Credit card fraud costs billions of dollars annually, increasing the incentive among financial institutions to develop fast, effective and dynamic fraud detection systems.
Researchers Navin Kasa, Andrew Dahbura, and Charishma Ravoori undertook a capstone project—part of the Master of Science in Data Science program—that addresses credit card fraud detection through a semi-supervised approach, in which clusters of account profiles are created and used for modeling classifiers. Accounts are profiled based on their behavioral trends and clustered into similar groups. Groups are further identified as distinct customer segments based on purchase characteristics such as amount, frequency or distance.
The primary question of this research investigates whether clustering helps improve the predictive performance of credit card fraud.
By engineering useful and descriptive features at the account level, the researchers hypothesized that clustering would be able to separate accounts into meaningful clusters that will improve prediction capabilities. Two baseline models without clustering were generated for comparison against cluster specific models.
Results highlight the potential for optimal classifiers to vary by cluster, suggesting that these classifiers may boost overall fraud detection performance when evaluated using clustering. Additionally, account and transaction characteristics of each cluster should be investigated further to help understand what features are useful in dividing customers. Specifically, clusters that cannot be differentiated must be investigated further to better understand their customer behaviors.

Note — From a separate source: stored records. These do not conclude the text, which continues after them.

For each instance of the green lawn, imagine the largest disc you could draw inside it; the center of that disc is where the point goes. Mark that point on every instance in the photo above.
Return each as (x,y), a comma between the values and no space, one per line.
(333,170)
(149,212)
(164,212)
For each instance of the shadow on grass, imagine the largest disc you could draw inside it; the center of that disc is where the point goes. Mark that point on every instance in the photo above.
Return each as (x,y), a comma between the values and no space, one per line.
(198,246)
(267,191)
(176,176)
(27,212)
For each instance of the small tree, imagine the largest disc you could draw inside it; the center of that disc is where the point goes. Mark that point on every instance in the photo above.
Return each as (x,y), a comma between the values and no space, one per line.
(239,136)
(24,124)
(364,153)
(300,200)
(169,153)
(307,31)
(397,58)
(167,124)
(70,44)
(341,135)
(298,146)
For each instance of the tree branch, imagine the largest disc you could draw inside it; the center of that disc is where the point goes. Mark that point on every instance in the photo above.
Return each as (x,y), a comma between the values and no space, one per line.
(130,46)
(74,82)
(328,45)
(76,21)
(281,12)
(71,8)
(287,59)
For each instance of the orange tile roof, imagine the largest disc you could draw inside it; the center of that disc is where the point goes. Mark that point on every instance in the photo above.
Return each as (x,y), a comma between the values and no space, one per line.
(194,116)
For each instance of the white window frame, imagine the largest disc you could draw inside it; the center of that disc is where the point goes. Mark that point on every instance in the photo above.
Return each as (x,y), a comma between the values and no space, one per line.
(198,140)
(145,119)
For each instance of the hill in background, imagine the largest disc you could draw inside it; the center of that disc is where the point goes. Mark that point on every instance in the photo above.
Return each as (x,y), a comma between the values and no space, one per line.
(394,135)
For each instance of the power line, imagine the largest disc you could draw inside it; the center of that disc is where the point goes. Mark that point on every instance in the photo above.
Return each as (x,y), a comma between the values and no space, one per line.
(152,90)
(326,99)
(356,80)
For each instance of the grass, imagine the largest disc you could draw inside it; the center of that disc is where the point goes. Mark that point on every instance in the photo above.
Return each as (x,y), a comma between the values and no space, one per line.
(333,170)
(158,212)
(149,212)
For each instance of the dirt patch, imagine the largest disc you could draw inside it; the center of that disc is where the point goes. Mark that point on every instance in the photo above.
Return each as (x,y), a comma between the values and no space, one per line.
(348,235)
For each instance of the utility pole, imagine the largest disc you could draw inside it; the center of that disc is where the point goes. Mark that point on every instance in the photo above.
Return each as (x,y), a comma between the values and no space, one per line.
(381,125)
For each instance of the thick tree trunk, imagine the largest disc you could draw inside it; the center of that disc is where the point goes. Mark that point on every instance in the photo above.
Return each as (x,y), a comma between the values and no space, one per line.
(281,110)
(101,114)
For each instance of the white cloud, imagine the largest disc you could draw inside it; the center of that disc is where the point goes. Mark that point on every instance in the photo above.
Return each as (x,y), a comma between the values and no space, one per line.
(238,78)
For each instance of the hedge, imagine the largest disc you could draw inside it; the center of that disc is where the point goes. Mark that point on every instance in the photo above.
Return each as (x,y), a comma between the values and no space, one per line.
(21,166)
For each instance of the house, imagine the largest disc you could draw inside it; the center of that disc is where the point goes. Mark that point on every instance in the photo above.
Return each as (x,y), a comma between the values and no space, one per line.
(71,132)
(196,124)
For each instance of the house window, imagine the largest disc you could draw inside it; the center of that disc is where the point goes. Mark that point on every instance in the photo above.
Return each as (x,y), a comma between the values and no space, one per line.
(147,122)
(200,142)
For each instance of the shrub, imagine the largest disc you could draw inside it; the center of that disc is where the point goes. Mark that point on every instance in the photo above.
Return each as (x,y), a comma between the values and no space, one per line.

If banks can understand groups of consumers where models perform better or worse, they can begin to investigate and engineer new features that may be more useful.
Further research could investigate whether reassigning accounts in underperforming clusters helps improve performance. It is possible that accounts on the fringe of two customer groups share characteristics that may be useful in predicting fraud when looked at jointly, but are missed by the current model. This also presents the task of determining when accounts should be assigned to new clusters as their behavioral patterns change over time.